With COP26 beginning in Glasgow the same week as Dyslexia Awareness Week in Scotland, we thought it would be interesting to showcase dyslexic talents with environmental innovation and activism. But who are the environmentalists who are also dyslexic?

Many of us will know of Greta Thunberg, who sees her neurodiversity as a positive aspect of her climate crisis activism. In this article, Greta tells hosts of CBS This Morning: “In some circumstances, it can definitely be an advantage to…be neurodiverse – because that makes you different, that makes you think differently. And especially in such a big crisis like [climate change], when we need to think outside the box. We need to think outside our current system. We need people who think outside the box and who aren’t like everyone else.”

Irish marine environmental activist Flossie Donnelly; Scottish marine conservationist, Ella Pringle, and Scottish ‘bushologist’, Zeki Basan, have also highlighted their dyslexia. Another environmental activist, Erin Brockovich, made famous by the Julia Roberts film of the same name, is also dyslexic.

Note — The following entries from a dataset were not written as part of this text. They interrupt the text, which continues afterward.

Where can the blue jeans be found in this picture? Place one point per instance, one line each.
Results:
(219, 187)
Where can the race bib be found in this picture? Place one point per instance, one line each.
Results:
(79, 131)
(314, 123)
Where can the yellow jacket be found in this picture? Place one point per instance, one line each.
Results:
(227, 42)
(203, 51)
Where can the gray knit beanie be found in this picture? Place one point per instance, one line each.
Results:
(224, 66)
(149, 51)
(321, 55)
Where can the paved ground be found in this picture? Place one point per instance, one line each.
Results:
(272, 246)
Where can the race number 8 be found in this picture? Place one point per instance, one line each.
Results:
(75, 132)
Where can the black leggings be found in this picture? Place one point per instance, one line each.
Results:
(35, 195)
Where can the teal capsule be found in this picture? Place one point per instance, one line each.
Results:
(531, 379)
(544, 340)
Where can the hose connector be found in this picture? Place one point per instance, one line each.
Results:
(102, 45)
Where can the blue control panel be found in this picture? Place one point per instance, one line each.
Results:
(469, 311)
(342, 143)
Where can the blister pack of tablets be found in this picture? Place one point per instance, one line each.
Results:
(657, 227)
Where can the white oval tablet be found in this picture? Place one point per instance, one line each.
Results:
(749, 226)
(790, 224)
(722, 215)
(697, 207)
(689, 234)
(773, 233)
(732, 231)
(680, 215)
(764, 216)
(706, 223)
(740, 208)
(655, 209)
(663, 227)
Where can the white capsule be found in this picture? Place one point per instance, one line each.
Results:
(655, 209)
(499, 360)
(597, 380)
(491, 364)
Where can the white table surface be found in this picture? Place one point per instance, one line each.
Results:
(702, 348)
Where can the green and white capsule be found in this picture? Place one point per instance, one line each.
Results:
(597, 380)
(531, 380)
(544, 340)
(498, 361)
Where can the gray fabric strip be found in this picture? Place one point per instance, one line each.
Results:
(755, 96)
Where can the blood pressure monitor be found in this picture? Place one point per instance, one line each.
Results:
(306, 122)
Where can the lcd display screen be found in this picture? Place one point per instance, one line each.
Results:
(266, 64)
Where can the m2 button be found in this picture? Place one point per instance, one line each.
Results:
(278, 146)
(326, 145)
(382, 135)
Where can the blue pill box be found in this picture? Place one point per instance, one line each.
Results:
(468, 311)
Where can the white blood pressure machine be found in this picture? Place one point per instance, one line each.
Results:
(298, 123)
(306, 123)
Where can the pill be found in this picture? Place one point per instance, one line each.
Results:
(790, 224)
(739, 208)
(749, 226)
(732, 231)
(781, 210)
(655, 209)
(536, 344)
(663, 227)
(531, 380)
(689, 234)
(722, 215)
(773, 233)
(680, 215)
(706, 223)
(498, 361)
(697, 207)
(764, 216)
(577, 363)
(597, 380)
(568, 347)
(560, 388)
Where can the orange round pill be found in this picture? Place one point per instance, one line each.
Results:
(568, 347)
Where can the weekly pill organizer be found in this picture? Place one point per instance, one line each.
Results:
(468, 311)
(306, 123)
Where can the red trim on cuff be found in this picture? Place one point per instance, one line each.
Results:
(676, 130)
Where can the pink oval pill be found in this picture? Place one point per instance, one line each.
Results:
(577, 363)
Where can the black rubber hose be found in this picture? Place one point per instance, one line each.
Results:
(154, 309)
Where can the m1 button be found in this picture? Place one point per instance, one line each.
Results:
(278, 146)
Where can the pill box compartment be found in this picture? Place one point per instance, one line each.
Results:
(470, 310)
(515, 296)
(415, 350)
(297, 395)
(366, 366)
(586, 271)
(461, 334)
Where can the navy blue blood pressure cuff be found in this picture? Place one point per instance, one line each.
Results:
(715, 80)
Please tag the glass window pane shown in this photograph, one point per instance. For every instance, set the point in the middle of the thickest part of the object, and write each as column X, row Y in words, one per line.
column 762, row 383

One of our Young Ambassadors, Eilidh, explains her thoughts about COP26 through the image below, “the whole point of this graphic is people thinking outside the box in order to solve the climate crisis. It’s not all about doing “business as usual” – we have tried that and it is doesn’t work. We have some solutions on how to save the planet but we need some creative solutions on how to achieve this. The leaders in charge need to listen to the youth, we have lots of ideas. Neurodiverse people have a voice in this, look at Greta Thunberg (who’s cool btw).”

Eilidh’s save the planet image

How can dyslexic strengths help us solve environmental issues in the future? This article by Ernst Young details how dyslexic capabilities can help in the future of work.  More specifically, from this report, “A change in perception of dyslexia can help build a talent pipeline that is flexible and adaptable to the changing world of work. Over time, we would like to think that a strengths-based approach would become part of day-to-day life.” As Greta said above, some of the possible solutions to climate change will need people who think outside the box, like engineers. See two dyslexic engineers below:

Another of our Young Ambassadors, Kate, recently showcased her dyslexic talents while working with school friends, Summer and Olivia, to create a dress made from offcuts of fabric from the Lady Haig’s Poppy Factory. Their innovative costume design ‘Flanders Fields’, has reached the Grand Final of national fashion competition Junk Kouture, which highlights creative designs using recycled materials. See a photo of Kate in the amazing dress below.

Kate in red dress

How do you think dyslexic strengths and skills can help us resolve the current climate crisis?